Now that you understand how to deploy and configure a private assembly, you can begin to examine the role of a shared assembly. Like a private assembly, a shared assembly is a collection of types and (optional) resources. The most obvious difference between shared and private assemblies is the fact that a single copy of a shared assembly can be used by several applications on the same machine.
Consider all the applications created in this text that required you to set a reference to System.Windows.Forms.dll. If you were to look in the application directory of each of these clients, you would not find a private copy of this .NET assembly. The reason is that System.Windows.Forms.dll has been deployed as a shared assembly. Clearly, if you need to create a machine-wide class library, this is the way to go.
NoteDeciding whether a code library should be deployed as a private or shared library is yet another design issue to contend with, and this will be based on many project-specific details. As a rule of thumb, when you are building libraries that need to be used by a wide variety of applications, shared assemblies can be quite helpful in that they can be updated to new versions very easily (as you will see).

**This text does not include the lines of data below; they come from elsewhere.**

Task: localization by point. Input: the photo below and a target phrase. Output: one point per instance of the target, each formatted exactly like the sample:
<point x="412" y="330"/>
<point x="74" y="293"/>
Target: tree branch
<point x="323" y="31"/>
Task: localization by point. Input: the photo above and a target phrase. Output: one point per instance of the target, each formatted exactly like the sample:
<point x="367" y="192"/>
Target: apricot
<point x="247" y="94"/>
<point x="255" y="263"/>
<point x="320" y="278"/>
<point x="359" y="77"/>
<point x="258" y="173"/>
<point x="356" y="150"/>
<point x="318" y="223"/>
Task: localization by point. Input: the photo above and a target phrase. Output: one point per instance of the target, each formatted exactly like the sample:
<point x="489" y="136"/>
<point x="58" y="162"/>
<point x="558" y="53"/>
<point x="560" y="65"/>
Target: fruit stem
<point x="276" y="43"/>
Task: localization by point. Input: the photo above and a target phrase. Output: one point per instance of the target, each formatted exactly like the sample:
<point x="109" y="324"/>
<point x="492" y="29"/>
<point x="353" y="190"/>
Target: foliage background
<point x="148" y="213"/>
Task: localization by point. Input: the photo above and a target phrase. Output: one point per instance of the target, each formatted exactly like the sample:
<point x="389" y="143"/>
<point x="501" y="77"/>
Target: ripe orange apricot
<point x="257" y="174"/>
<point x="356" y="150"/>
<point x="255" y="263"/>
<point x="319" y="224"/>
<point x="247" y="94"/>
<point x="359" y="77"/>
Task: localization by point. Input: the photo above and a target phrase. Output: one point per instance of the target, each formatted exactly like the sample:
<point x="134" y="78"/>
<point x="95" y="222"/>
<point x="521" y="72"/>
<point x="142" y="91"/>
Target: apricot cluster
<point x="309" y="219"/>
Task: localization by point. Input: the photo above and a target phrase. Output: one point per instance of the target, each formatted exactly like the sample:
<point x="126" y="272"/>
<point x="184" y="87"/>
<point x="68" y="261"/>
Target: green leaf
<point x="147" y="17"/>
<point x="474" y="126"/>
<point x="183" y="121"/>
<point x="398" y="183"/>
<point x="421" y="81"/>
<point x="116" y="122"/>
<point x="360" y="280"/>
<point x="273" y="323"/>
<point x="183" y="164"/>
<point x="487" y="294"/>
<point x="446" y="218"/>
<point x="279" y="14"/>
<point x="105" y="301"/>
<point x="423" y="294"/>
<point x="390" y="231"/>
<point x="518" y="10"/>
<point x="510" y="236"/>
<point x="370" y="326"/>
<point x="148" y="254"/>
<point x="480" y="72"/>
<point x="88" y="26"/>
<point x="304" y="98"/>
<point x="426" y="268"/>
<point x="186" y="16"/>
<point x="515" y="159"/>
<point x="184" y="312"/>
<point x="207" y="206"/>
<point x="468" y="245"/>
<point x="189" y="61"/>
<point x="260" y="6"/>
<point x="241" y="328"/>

As suggested in the previous paragraph, a shared assembly is not deployed within the same directory as the application that uses it. Rather, shared assemblies are installed into the Global Assembly Cache (GAC). The GAC is located in a subdirectory of your Windows directory named Assembly (e.g., C:\Windows\assembly), as shown in Figure 14-16.
Figure 14-16 The global assembly cache
Note You cannot install executable assemblies (*.exe) into the GAC. Only assemblies that take the *.dll file extension can be deployed as a shared assembly.
Before you can deploy an assembly to the GAC, you must assign it a strong name, which is used to uniquely identify the publisher of a given .NET binary. Understand that a “publisher” can be an individual programmer, a department within a given company, or an entire company.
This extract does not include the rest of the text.